In this work, synthetic transmembrane segments derived from the visual photoreceptor rhodopsin, the full length system rhodopsin and mutants of opsin are used to study physical processes that underlie the function of this prototypical class-A G-protein coupled Receptor.
The dependency of membrane protein hydration and protein-lipid interactions on side chain charge neutralization is addressed by fluorescence spectroscopy on synthetic transmembrane segments in detergent and lipidic environment constituting transmembrane segments of rhodopsin in the membrane. Results from spectroscopic studies allow us to construct a structural and thermodynamical model of coupled protonation of the conserved ERY motif in transmembrane helix 3 of rhodopsin and of helix restructuring in the micro-domain formed at the protein/lipid water phase boundary.
Furthermore, synthesized peptides and full length systems were studied by time resolved FTIR-Fluorescence Cross Correlation Hydration Modulation, a technique specifically developed for the purpose of this study, to achieve a full prospect of time-resolved hydration effects on lipidic and proteinogenic groups, as well as their interactions. Multi-spectral experiments and time-dependent analyses based on 2D correlation where established to analyze large data sets obtained from time-resolved FTIR difference spectra and simultaneous static fluorescence recordings. The data reveal that lipids play a mediating role in transmitting hydration to the subsequent membrane protein response followed by water penetration into the receptor structure or into the sub-headgroup region in single membrane-spanning peptides carrying the conserved proton uptake site (monitored by the fluorescence emission of hydrophobic buried tryptophan).
Our results support the assumption of the critical role of the lipid/water interface in membrane protein function and they prove in particular the important influence of electrostatics, i. e., side chain charges at the phase boundary, and hydration on that function. / Für die Aufklärung der molekularen Wirkungsweise von physiologischen, auf Signaltransduktion, d. h. dem Zusammenspiel von extrazellulären Reizen und membrangebundenen Rezeptoren, beruhenden Prozessen ist das Verständnis der Funktion von Membranproteinen unerlässlich.

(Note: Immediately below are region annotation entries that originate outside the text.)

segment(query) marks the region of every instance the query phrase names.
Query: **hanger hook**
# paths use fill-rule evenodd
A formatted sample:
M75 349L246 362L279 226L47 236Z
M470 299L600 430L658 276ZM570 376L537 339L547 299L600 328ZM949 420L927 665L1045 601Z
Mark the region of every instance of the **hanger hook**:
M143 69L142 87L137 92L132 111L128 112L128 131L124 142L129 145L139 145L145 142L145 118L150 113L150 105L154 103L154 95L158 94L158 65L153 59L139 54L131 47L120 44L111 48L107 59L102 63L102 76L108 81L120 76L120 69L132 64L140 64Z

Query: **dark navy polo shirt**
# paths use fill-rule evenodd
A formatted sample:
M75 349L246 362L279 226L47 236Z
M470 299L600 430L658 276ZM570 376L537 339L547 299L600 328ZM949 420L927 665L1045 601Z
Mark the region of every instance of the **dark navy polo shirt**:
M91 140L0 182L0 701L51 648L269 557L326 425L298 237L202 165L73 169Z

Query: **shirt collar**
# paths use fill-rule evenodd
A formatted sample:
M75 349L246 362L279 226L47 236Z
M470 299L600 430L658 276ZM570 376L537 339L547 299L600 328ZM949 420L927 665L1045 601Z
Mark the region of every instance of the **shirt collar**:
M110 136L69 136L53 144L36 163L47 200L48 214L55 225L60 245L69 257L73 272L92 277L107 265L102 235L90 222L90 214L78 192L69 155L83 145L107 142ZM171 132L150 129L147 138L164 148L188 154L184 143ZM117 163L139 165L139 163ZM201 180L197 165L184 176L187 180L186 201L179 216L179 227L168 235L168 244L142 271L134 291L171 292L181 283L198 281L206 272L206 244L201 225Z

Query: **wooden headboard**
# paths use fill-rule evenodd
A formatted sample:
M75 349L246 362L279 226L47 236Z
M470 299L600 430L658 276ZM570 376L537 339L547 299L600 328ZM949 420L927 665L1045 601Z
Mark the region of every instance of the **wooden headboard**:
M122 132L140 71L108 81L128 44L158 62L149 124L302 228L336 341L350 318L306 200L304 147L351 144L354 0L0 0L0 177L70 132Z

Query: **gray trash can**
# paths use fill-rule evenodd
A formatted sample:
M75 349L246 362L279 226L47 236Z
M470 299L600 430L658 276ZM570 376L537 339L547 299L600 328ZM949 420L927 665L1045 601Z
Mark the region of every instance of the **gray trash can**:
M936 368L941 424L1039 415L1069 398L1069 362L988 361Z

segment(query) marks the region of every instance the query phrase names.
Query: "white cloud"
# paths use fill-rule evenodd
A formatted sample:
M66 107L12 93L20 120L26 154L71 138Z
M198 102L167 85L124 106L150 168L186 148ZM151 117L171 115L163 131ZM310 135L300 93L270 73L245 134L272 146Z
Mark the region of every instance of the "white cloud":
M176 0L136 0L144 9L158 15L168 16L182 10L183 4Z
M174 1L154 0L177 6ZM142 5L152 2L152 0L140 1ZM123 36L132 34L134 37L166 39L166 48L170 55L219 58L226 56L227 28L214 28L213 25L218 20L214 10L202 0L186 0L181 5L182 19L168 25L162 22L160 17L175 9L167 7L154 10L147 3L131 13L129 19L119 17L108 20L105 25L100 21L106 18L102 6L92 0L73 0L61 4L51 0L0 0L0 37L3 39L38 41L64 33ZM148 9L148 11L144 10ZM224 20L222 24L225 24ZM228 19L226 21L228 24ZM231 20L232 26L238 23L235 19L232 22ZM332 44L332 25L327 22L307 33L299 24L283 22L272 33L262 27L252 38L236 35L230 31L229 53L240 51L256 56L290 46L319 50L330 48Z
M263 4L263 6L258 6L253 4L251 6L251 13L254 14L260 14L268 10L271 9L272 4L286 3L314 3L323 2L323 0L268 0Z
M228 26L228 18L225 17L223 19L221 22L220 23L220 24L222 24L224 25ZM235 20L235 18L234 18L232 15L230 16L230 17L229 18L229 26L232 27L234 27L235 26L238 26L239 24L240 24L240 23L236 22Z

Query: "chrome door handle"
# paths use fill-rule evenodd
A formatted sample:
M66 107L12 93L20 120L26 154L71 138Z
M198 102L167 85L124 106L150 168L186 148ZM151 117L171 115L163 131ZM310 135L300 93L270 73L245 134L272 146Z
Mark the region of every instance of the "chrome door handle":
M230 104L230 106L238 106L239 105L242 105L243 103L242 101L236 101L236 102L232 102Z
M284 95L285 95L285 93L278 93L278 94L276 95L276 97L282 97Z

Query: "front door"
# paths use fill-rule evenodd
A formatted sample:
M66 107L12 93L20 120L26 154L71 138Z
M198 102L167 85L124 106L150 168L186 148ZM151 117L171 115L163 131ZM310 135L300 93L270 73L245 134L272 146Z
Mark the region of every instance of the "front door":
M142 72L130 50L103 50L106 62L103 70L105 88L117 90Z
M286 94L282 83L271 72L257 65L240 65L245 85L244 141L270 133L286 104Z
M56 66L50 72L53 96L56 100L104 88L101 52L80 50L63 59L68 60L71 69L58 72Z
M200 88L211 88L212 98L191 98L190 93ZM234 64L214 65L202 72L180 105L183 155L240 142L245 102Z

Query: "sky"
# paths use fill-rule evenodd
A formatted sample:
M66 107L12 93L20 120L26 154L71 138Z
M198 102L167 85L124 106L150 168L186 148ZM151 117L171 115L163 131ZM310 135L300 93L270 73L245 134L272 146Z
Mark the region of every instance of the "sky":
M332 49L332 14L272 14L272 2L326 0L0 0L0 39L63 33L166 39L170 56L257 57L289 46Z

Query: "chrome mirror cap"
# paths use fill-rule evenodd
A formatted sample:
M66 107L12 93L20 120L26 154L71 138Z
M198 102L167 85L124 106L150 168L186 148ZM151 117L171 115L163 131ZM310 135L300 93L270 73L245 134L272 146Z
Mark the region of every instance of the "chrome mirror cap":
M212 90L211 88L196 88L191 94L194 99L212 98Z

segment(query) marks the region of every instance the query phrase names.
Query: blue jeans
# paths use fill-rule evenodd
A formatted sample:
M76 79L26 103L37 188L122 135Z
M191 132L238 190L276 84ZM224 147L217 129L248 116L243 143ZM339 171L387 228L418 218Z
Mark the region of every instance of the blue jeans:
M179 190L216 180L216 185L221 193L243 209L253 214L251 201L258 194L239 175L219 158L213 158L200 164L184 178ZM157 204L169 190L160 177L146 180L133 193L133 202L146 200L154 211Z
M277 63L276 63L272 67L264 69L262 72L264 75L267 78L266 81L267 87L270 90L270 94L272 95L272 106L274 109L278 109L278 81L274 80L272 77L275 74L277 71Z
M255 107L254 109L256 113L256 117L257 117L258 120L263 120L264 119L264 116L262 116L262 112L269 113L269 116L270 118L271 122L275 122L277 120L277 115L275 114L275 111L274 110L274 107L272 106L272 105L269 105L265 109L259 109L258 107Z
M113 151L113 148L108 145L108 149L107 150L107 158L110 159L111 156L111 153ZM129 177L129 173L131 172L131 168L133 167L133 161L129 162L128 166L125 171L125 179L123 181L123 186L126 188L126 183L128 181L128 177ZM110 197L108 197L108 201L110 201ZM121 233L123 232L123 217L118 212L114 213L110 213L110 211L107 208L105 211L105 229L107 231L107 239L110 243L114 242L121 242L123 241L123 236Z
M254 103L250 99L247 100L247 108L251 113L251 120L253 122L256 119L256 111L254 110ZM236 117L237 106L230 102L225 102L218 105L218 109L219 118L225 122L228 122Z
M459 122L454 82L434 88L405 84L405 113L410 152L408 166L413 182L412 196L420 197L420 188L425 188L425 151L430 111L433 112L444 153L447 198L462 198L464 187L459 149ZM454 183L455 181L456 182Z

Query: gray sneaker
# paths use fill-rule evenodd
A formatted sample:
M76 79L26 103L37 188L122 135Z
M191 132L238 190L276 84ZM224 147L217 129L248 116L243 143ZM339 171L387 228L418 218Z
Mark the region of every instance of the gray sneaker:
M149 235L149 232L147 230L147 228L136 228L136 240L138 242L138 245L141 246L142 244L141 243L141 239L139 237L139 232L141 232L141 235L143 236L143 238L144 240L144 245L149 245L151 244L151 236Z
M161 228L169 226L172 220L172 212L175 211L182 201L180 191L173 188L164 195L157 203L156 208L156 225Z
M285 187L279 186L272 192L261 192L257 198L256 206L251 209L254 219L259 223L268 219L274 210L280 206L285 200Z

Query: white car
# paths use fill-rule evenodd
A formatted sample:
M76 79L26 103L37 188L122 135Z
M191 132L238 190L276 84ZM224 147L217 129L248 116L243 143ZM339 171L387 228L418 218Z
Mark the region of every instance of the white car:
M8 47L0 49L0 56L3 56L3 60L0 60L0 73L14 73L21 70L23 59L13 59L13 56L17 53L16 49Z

In dieser Arbeit werden von Rhodopsin abgleitete, synthetische transmembrane Segmentpeptide, Opsin-Mutanten und der vollständige Photorezeptor Rhodopsin untersucht, um die physikalischen Prozesse zu beleuchten, die der Funktionen dieses prototypischen Klasse-A G-Protein gekoppelten Rezeptors zugrunde liegen.
Die Abhängigkeit der Membranprotein-Hydratation und der Lipid-Protein-Wechselwirkung von der Ladung einer Aminosäuren-Seitenkette wird erforscht. Hierzu werden synthetische, transmembrane Segmentpeptide in Lipid und Detergenz, als Modell transmembraner Segmente von Rhodopsin in der Membran mittels Fluoreszenzspektroskopie untersucht. Aus den erhaltenen Ergebnissen wird ein thermodynamisches und strukturelles Modell hergeleitet, welches die Kopplung der Protonierung des hochkonservierten ERY-Motivs in Transmembranhelix 3 von Rhodopsin an die Restrukturierung der Helix in der Mikroumgebung der Lipid-Wasser-Phasengrenze erklärt. Des Weiteren werden sowohl die Segementpeptide als auch die vollständigen Systeme Opsin und Rhodopsin mittels zeitaufgelöster FTIR-Fluoreszenz-Kreuzkorrelations-Hydratations-Modulation untersucht. Diese Technik wurde eigens zur Aufklärung von zeitabhängigen Hydratationseffekten auf Lipide und Proteine oder Peptide entwickelt. Dabei werden zeitaufgelöste FTIR Differenz-Spektren und gleichzeitig statische Fluoreszenzsignale aufgenommen und diese zeitabhängigen multispektralen Datensätze mittels 2D Korrelation analysiert. Die Auswertung der Experimente enthüllt einen sequentiellen Hydratationsprozess. Dieser beginnt mit der Bildung von Wasserstoffbrückenbindungen an der Carbonylgruppe des Lipids, gefolgt von Strukturänderungen der Transmembranproteine und abgeschlossen durch das Eindringen von Wasser in das Proteininnere. Letzteres wird nachgewiesen durch die Fluoreszenz von Tryptophan im hydrophoben Peptid- oder Proteininneren.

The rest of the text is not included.